The alloy frame utilises the same geometry as the bike used by British pro Laurie Greenland but the materials help to keep the cost down.
A RockShox Boxxer Select RC fork with 200mm of travel will help to navigate the roughest of rides, and a Fox Van RC rear shock minimises vibrations at the back.
A 9-speed SRAM drivetrain helps you get upto speed after rolling down the drop in and race your way to the line. Huge 200mm SRAM Code R rotors and hydraulic brakes keep you in control too.
MDK is in charge of the wheels and 2.4” Maxxis Minion DHR II Super Tacky tyres will leave you fully gripped when you need it most.
What is the best mountain bike brand?
Deciding on the best all-out mountain bike brand is no easy task – there are numerous companies, both small and large, who all manufacture brilliant mountain bikes across a wide spectrum of discipline, style and price.
For overall range, the American brand Cannondale is arguably one of the best in the business though, thanks to its collection of trail, cross country, downhill and e-MTBs – including the Moterra NEO SE above.
What is the best mountain bike for the money?
Finding the best pound-for-pound mountain bike for you also comes down to your budget. If you’re after an entry-level one, then the Voodoo Bizangoer 29, which is also featured in our cheap mountain bikes round-up, is tough to beat. But for those looking for an all-rounder that is the basis of a great bike for years to come, the 905 V2 by Whyte is the one for you.
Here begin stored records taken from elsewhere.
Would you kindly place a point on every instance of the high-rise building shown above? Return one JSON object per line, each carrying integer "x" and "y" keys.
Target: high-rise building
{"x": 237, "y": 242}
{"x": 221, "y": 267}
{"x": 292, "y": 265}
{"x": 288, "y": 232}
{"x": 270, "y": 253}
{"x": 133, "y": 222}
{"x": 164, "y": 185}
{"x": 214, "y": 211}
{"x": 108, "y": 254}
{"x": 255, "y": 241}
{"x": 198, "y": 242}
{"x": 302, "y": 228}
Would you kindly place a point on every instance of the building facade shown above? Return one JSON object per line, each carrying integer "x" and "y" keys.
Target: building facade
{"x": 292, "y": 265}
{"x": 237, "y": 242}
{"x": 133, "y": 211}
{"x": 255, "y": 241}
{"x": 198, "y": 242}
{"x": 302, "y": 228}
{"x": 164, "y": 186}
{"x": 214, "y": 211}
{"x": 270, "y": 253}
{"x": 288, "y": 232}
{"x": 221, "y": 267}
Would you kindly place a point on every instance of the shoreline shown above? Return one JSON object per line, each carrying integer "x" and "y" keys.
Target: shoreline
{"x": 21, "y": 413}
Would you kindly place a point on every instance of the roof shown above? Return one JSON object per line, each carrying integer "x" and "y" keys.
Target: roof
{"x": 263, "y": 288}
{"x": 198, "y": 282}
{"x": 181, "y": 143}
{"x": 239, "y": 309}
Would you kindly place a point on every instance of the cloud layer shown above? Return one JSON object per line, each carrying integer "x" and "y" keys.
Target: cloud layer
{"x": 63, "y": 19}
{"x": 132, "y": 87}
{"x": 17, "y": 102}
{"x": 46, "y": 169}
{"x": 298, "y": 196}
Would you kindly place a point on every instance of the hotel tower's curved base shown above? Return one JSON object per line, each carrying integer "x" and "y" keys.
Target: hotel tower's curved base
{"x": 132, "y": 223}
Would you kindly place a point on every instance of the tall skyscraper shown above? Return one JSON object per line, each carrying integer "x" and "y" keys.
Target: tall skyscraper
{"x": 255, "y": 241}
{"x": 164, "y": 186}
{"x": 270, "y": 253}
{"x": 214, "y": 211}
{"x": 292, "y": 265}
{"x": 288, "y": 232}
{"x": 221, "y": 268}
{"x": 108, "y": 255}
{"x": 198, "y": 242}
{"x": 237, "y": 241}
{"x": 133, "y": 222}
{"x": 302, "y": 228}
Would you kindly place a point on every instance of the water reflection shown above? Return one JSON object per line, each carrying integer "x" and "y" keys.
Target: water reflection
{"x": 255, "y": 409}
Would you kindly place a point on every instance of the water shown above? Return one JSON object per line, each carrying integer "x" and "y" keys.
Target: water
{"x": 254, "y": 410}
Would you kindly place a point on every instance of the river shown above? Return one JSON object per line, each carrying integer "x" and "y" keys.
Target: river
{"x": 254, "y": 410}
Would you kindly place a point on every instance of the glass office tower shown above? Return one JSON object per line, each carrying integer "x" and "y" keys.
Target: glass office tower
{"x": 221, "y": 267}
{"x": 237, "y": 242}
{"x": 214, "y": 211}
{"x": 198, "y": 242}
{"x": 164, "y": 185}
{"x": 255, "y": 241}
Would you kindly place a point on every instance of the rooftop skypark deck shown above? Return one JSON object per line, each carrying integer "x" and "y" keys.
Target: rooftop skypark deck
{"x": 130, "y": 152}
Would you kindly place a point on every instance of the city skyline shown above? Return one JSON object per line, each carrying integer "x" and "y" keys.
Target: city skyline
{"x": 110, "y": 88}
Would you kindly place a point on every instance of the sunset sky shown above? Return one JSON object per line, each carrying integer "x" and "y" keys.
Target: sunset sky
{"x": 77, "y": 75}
How can I improve my mountain bike?
If you're happy with your bike's frame, it's possible to make improvements to every other component that's attached to it.
Cost-effective tweaks that will leave you with notable improvements include putting some new tyres on the bike or switching to a tubeless set-up if you haven't already, changing the grips and getting your suspension serviced and tuned.
From here, the possibilities are endless and depend on your budget. Branded finishing kit such as new handlebars, stem and saddle will improve any stock components on your bike, while clipless pedals provide a more efficient pedalling for most mountain biking disciplines.
Big-ticket items such as a new groupset, wheels and forks will all improve your mountain bike, but aren't as cost-effective so you might be better off looking for a completely new mountain bike rather than splashing the cash on expensive components.